It is recognized that patients who progress to CM exhibit molecular, neuroimaging, and neurophysiological changes that may be associated with MOH, non-response to treatment, and failure to fully recovery with preventative treatment. Therefore, early initiation of effective and tolerable guideline-based preventive therapies has recently been recommended [27]. Furthermore, because CGRP-mAb treatment responds less well in patients with higher migraine frequency and greater baseline disability, early introduction of CGRP-mAbs is also important before migraine progression to CM or MOH [26]. According to a questionnaire survey, the prevalence of MOH in Japan was 2.32%, and it was more common among females and the middle-aged [28]. Additionally, the persistence rate of oral prophylactic medications declined from 49.7% at 3 months to 21.7% at 12 months in Japan. Similarly, the persistence rate of CGRP-mAb treatment declined from 85.6% at 3 months to 36.5% at 12 months [29]. These results suggest that preventive treatment for migraine patients remain challenging not only in early introduction but also continuation, and that there are substantial unmet needs for preventive treatment. There are various patterns in the time to onset of CGRP-mAb efficacy, including ultra-late responders and early responders [29,30]. Recent advances in the artificial intelligence technology have made it possible to predict the effectiveness of CGRP-mAb, allowing for the administration of CGRP-mAb at the appropriate time to patients who are likely to respond well to treatment, while avoiding unnecessary administration to patients predicted to have a poor response [31,32,33].

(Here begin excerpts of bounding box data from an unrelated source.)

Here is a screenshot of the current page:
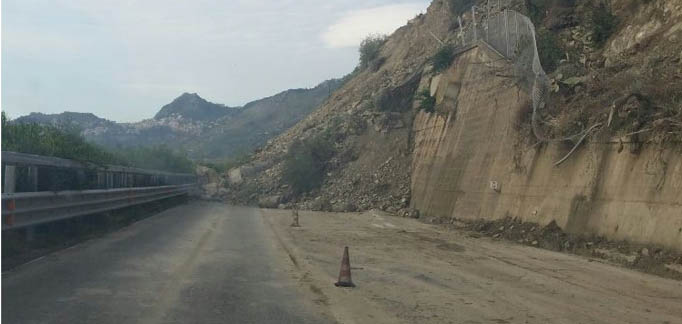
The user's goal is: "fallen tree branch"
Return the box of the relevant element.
[554,123,602,166]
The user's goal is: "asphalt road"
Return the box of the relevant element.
[2,202,329,324]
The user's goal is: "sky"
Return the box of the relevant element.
[1,0,430,122]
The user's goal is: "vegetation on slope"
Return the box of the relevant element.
[2,112,194,172]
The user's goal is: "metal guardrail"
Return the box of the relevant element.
[2,151,196,230]
[2,184,194,230]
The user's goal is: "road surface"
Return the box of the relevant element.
[2,202,682,324]
[2,202,330,324]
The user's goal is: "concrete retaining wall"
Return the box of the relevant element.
[411,47,682,250]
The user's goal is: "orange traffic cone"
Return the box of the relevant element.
[334,246,355,287]
[291,208,301,227]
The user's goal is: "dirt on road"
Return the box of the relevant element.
[261,209,682,323]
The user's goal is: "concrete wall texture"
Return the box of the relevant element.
[411,46,682,250]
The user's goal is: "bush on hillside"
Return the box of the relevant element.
[2,112,124,164]
[418,89,436,113]
[590,2,618,46]
[2,112,194,172]
[359,35,388,69]
[115,145,194,173]
[448,0,476,16]
[537,29,564,73]
[431,44,455,73]
[282,134,334,194]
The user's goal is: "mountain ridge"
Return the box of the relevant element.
[13,79,344,159]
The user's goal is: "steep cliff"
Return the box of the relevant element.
[225,0,682,249]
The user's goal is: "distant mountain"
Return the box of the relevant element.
[154,92,239,120]
[14,79,344,159]
[16,111,116,129]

In this study, we used original definitions of continuation, resumption, and withdrawal of CGRP-mAbs. The main reason was that in real-world clinical practice, some patients experienced significant improvement in headache symptoms after CGRP-mAb administrations and wished to discontinue the administration. In other words, the CGRP-mAb was discontinued not because it was ineffective, but because it was highly effective. Reasons why patients may wish to discontinue CGRP-mAb despite its therapeutic benefits include high cost, reluctance to inject, and anxiety about continuing to receive injectable medication. Therefore, the definition of continuation included not only the continuous administration of CGRP-mAb, but also cases in which a patient experienced significant benefit from CGRP-mAb and wanted to temporarily discontinue administration, and then resumed administration after a short period. Because the majority of headache recurrences occurred within three months of discontinuation, we defined a short period as within three months. Conversely, we defined withdrawal as not re-administering CGRP-mAb even three months after discontinuation. Additionally, because a small number of patients experienced a recurrence of headache symptoms more than three months after discontinuation, Resumption was defined as when CGRP-mAb was resumed within 12 months of discontinuation.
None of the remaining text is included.